En s’attaquant à la notion de bénéficiaire économique, la Commission entend à l’avenir éviter que les contribuables se cachent derrière des structures sociétaires, quelles qu’elles soient (trust, fondations ou fonds d’investissement spécialisés, Soparfi, etc.), pour éluder les obligations de la directive sur la fiscalité de l’épargne et la contourner. « Des cas récents de fraude fiscale, précise le rapport en référence à l’affaire LGT, impliquant des pays tiers coopérant déjà avec l’Union européenne dans le domaine de la fiscalité de l’épargne, ont montré qu’une application incohérente de la notion d’agent payeur à la réception ouvre la porte à des abus et à des distorsions de concurrence ».
La liste des « améliorations possibles » sera soumise au Conseil des ministres des Finances et de l’Économie (Ecofin) fin octobre ou début novembre. D’ici là, le rapport n’a pas suscité de commentaires de la part des autorités luxembourgeoises. Interrogé cette semaine par le Land sur ce que le rapport lui inspirait, le Premier ministre Jean-Claude Juncker esquiva en assurant qu’il ne l’avait pas encore lu. Luc Frieden, le ministre CSV du Trésor et du Budget, habituellement si prolixe pour défendre le statu quo, n’a pas réagi à nos sollicitations et a laissé dire ar sa secrétaire qu’il n’avait pas encore trouvé le temps, lui non plus, d’en faire lecture pour pouvoir le commenter.
Les banquiers, eux, en ont avalé la moindre ligne dès la publication, lundi. Le rapport leur inspire un sentiment mitigé : ils sont d’une part rassurés que « la Commission n’ait pas tiré à boulet rouge sur le secret bancaire », dixit leur représentant Jean-Jacques Rommes, mais d’autre part « pas ravis » de certaines propositions, qui assimilent par exemple un peu « grossièrement » le bénéficiaire économique dans le cadre du blanchiment d’argent et le contribuable fiscal. « Cela dénote d’une incompréhension générale de ce qu’est un bénéficiaire économique en matière de blanchiment d’argent », relève le directeur de l’ABBL.

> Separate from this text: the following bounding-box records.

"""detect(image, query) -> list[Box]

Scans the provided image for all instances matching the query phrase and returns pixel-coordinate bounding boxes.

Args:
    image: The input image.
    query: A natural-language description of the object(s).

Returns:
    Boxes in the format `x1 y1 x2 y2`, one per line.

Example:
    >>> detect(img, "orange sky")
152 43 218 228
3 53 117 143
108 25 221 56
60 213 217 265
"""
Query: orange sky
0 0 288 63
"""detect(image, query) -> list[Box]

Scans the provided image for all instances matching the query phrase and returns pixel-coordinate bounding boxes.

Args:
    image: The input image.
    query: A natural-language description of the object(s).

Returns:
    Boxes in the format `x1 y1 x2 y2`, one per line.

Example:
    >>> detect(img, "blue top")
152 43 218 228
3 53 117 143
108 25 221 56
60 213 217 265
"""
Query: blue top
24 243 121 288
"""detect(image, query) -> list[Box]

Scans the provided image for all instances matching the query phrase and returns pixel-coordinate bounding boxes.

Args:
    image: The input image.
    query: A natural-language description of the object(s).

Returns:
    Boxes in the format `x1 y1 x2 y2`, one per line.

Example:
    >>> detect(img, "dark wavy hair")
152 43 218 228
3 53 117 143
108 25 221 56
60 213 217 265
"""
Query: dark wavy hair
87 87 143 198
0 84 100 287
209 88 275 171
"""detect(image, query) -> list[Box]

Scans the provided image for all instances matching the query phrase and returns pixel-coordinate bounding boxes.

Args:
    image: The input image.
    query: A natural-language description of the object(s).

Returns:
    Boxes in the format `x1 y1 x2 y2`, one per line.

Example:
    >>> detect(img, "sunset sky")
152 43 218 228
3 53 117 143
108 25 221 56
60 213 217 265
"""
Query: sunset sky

La Commission européenne n’aura probablement pas cure de ces réserves. Elle veut brasser large et en finir avec les « trous de souris » de la directive qui ouvrent des autoroutes de contournement aux riches contribuables européens. Bruxelles caresse le vœu de dresser une « liste positive » pour chaque État membre des catégories de personnes morales et de constructions juridiques, et de l’annexer à la directive révisée. Ses intentions portent aussi sur la définition « couvrant tous les titres équivalents de créance » pour garantir « l’efficacité de la directive dans un environnement changeant ». Son idée est d’intégrer dans le champ d’application de la directive « tout revenu provenant de titres assurant une protection totale ou quasi totale du capital et un rendement défini à l’avance ». Il y a de l’eau dans le gaz.